Studio album by Templeton Thompson
- Released: November 7, 2006
- Genre: Horse Country, Acoustic Country
- Length: 44:13
- Label: Reve Records/Connected At The Hit Productions
- Producer: Sam Gay

Templeton Thompson chronology
| I Still Feel (2004) | Girls & Horses (2006) | Life On Planet Cowgirl (2009) |

= Girls & Horses =

Girls & Horses is the third studio album by independent Nashville singer-songwriter, Templeton Thompson. The album was released on November 7, 2006, via Reve Records/Connected At The Hit Productions. Like Thompson's two previous albums, Girls & Horses was also produced by Sam Gay.

== Background ==
The album was released in the fall of 2006. The album which includes ten songs, shows much of Thompson's passion for horses. Each song identifies or relates to the relationship formed between humans and their horses. Girls & Horses has been named Thompson's most personal record to date. Prior to the release of the album, a promotional video clip was released to accompany the street release. A music video accompanied the title track's release as a single. The video features Thompson riding with her own horse with 'flashbacks' of a child who has carried a passion for horses from a young age, reflective of Thompson's own childhood.

== Critical reception ==
Journalist, "Lead Mare" of GirlsHorseClub.com praises Thompson's work on the album stating, " As the writer or co-writer of all but one of the tunes in this collection, she sings the *feeling* behind each song.

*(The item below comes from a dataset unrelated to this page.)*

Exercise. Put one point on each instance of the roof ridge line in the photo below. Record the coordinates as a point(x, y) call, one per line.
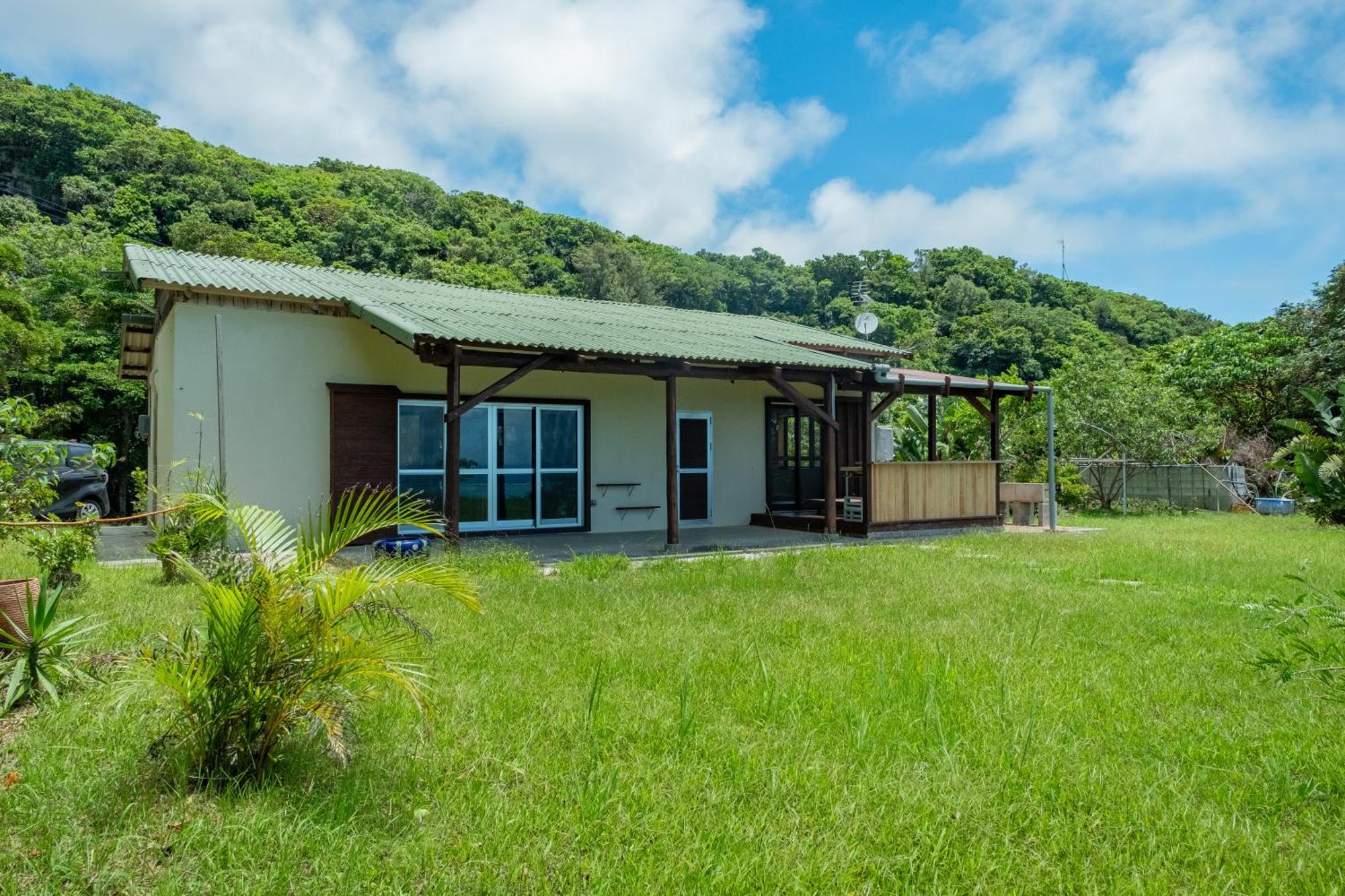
point(297, 268)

Every track tells her story." Sue Kottwitz of the Talking Dogs blog exclaims, "Girls and Horses displays Templeton's true love for equine and speaks to the soul of every woman who ever loved a horse."

== Track listing ==

|  | Song title | Writers | Length |
|---|---|---|---|
| 1 | "Girls & Horses" | Templeton Thompson | 3:05 |
| 2 | "Guardian Angel" | Thompson, Sam Gay, Porter Howell | 3:53 |
| 3 | "Cowgirl Creed" | Thompson, Gay | 3:13 |
| 4 | "Just Stay Crazy" | Gay, Thompson, Howell | 3:09 |
| 5 | "Ride Before It Rains" | Thompson, Gay | 3:48 |
| 6 | "She Remembers Ridin'" | Thompson, Gay | 5:22 |
| 7 | "Shouldn't We All" | Thompson, Gay, Howell | 3:26 |
| 8 | "Beautiful Day" (styled as "Beauty~full Day") | Thompson, Gay | 3:29 |
| 9 | "Tall In The Saddle" | John Tirro, Lisa Aschmann | 4:38 |
| 10 | "Wake Up Grateful"^{+} | Thompson, Gay | 9:28 |

^{+}"Wake Up Grateful" contains hidden bonus track.